I am trying to do copying file from one location to another location using BinaryFile option and foreach(copy) in autoloader. It runs well with smaller files(upto 150 MB) but fails with bigger files throws below exception :
*22/09/07 10:25:51 INFO FileScanRDD: Reading File path: dbfs:/mnt/somefile.csv, range: 0-1652464461, partition values: [empty row], modificationTime: 1662542176000.
22/09/07 10:25:52 ERROR Utils: Uncaught exception in thread stdout writer for /databricks/python/bin/python
java.lang.OutOfMemoryError: Java heap space
at org.apache.spark.sql.catalyst.expressions.UnsafeRow.getBinary(UnsafeRow.java:416)
at org.apache.spark.sql.catalyst.expressions.SpecializedGettersReader.read(SpecializedGettersReader.java:75)
at org.apache.spark.sql.catalyst.expressions.UnsafeRow.get(UnsafeRow.java:333)
at org.apache.spark.sql.execution.python.EvaluatePython$.toJava(EvaluatePython.scala:58)
at org.apache.spark.sql.execution.python.PythonForeachWriter.$anonfun$inputByteIterator$1(PythonForeachWriter.scala:43)
at org.apache.spark.sql.execution.python.PythonForeachWriter$$Lambda$1830/1643360976.apply(Unknown Source)
at scala.collection.Iterator$$anon$10.next(Iterator.scala:461)
at org.apache.spark.api.python.SerDeUtil$AutoBatchedPickler.next(SerDeUtil.scala:92)
at org.apache.spark.api.python.SerDeUtil$AutoBatchedPickler.next(SerDeUtil.scala:82)
at scala.collection.Iterator.foreach(Iterator.scala:943)
at scala.collection.Iterator.foreach$(Iterator.scala:943)
at org.apache.spark.api.python.SerDeUtil$AutoBatchedPickler.foreach(SerDeUtil.scala:82)
at org.apache.spark.api.python.PythonRDD$.writeIteratorToStream(PythonRDD.scala:442)
at org.apache.spark.api.python.PythonRunner$$anon$2.writeIteratorToStream(PythonRunner.scala:871)
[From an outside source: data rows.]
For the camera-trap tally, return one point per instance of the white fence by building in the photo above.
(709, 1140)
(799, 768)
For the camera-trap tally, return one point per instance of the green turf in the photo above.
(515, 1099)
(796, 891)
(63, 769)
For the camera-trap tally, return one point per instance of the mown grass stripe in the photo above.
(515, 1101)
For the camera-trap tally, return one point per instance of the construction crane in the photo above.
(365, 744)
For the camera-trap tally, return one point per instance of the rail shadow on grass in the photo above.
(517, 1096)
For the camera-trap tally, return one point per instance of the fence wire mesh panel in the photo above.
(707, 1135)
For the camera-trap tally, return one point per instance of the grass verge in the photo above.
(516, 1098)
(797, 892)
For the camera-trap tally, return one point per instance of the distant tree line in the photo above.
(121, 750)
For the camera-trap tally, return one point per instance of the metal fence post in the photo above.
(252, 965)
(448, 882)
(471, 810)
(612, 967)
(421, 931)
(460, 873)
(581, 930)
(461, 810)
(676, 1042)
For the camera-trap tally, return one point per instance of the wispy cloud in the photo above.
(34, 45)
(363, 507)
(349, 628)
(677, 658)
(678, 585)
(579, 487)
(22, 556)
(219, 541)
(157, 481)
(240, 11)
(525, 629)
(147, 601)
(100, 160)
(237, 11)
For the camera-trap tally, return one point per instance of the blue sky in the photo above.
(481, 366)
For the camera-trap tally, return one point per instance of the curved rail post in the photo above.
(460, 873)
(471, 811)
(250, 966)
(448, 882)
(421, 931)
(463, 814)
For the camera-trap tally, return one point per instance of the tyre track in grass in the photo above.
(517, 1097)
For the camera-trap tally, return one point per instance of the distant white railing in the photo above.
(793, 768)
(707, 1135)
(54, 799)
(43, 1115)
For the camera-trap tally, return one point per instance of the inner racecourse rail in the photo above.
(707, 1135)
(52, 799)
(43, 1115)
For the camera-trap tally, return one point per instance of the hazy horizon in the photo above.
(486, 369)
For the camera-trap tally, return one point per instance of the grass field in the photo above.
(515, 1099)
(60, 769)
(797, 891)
at org.apache.spark.api.python.BasePythonRunner$WriterThread.$anonfun$run$1(PythonRunner.scala:573)
at org.apache.spark.api.python.BasePythonRunner$WriterThread$$Lambda$2008/2134044540.apply(Unknown Source)
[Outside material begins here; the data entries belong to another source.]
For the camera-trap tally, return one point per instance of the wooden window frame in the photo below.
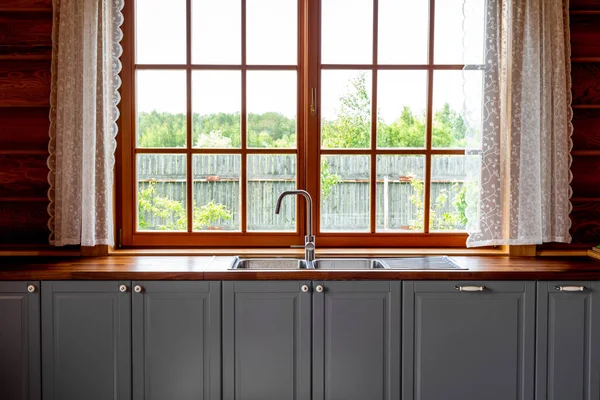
(308, 151)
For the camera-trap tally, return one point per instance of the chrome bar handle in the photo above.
(470, 288)
(569, 288)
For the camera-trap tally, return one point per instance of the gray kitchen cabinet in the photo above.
(266, 340)
(267, 352)
(356, 340)
(468, 345)
(568, 341)
(176, 340)
(20, 377)
(86, 340)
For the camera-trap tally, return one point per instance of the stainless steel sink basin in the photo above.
(349, 263)
(269, 263)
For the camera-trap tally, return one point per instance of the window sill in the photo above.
(299, 252)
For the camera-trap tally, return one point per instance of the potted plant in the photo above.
(207, 216)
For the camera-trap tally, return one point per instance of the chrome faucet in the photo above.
(309, 239)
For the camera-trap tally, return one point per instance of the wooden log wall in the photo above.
(585, 65)
(25, 54)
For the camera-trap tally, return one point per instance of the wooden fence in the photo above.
(345, 208)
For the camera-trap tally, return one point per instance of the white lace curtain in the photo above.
(84, 97)
(518, 189)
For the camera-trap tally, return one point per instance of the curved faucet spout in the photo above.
(309, 239)
(308, 206)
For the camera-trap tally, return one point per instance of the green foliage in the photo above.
(161, 129)
(352, 128)
(438, 219)
(209, 214)
(161, 207)
(174, 211)
(328, 180)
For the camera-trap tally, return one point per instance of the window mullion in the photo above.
(243, 128)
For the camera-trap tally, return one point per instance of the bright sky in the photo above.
(347, 34)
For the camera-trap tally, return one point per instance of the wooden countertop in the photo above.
(216, 268)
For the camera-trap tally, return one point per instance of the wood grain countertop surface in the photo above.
(217, 268)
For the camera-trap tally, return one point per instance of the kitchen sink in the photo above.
(348, 263)
(269, 263)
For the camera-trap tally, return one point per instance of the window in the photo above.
(228, 103)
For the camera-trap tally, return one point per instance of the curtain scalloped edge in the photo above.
(116, 19)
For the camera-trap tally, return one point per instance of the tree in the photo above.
(352, 128)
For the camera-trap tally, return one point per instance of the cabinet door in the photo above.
(468, 345)
(356, 340)
(266, 340)
(568, 341)
(176, 340)
(20, 341)
(86, 341)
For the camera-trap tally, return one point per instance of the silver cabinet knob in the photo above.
(470, 288)
(570, 288)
at org.apache.spark.util.Utils$.logUncaughtExceptions(Utils.scala:2275)
at org.apache.spark.api.python.BasePythonRunner$WriterThread.run(PythonRunner.scala:365)
22/09/07 10:25:52 ERROR SparkUncaughtExceptionHandler: Uncaught exception in thread Thread[stdout writer for /databricks/python/bin/python,5,main]
java.lang.OutOfMemoryError: Java heap space
at org.apache.spark.sql.catalyst.expressions.UnsafeRow.getBinary(UnsafeRow.java:416)
at org.apache.spark.sql.catalyst.expressions.SpecializedGettersReader.read(SpecializedGettersReader.java:75)
at org.apache.spark.sql.catalyst.expressions.UnsafeRow.get(UnsafeRow.java:333)
at org.apache.spark.sql.execution.python.EvaluatePython$.toJava(EvaluatePython.scala:58)
at org.apache.spark.sql.execution.python.PythonForeachWriter.$anonfun$inputByteIterator$1(PythonForeachWriter.scala:43)
at org.apache.spark.sql.execution.python.PythonForeachWriter$$Lambda$1830/1643360976.apply(Unknown Source)
at scala.collection.Iterator$$anon$10.next(Iterator.scala:461)
at org.apache.spark.api.python.SerDeUtil$AutoBatchedPickler.next(SerDeUtil.scala:92)
at org.apache.spark.api.python.SerDeUtil$AutoBatchedPickler.next(SerDeUtil.scala:82)
at scala.collection.Iterator.foreach(Iterator.scala:943)
at scala.collection.Iterator.foreach$(Iterator.scala:943)
at org.apache.spark.api.python.SerDeUtil$AutoBatchedPickler.foreach(SerDeUtil.scala:82)
at org.apache.spark.api.python.PythonRDD$.writeIteratorToStream(PythonRDD.scala:442)
at org.apache.spark.api.python.PythonRunner$$anon$2.writeIteratorToStream(PythonRunner.scala:871)
at org.apache.spark.api.python.BasePythonRunner$WriterThread.$anonfun$run$1(PythonRunner.scala:573)
at org.apache.spark.api.python.BasePythonRunner$WriterThread$$Lambda$2008/2134044540.apply(Unknown Source)
at org.apache.spark.util.Utils$.logUncaughtExceptions(Utils.scala:2275)
at org.apache.spark.api.python.BasePythonRunner$WriterThread.run(PythonRunner.scala:365)*
Below is the high-level code snippet for reference:
Cluster size is 2 workers and 1 driver with 14 Gb ram and 4 cores each
cloudfile_options = {
"cloudFiles.subscriptionId":subscription_ID,
"cloudFiles.connectionString": queue_SAS_connection_string,
"cloudFiles.format": "BinaryFile",
"cloudFiles.tenantId":tenant_ID,
"cloudFiles.clientId":client_ID,
"cloudFiles.clientSecret":client_secret,
"cloudFiles.useNotifications" :"true"
}
def copy(row):
source = row['path']
destination = "somewhere"
shutil.copy(source,destination)
spark.readStream.format("cloudFiles")
.options(**cloudfile_options)
.load(storage_input_path)
.writeStream
.foreach(copy)
.option("checkpointLocation", checkpoint_location)
.trigger(once=True)
.start()
I also tested shutil.copy with huge file sizes (20GB) outside foreach() and it works seemlessly.
Any leads on this would be much appreciated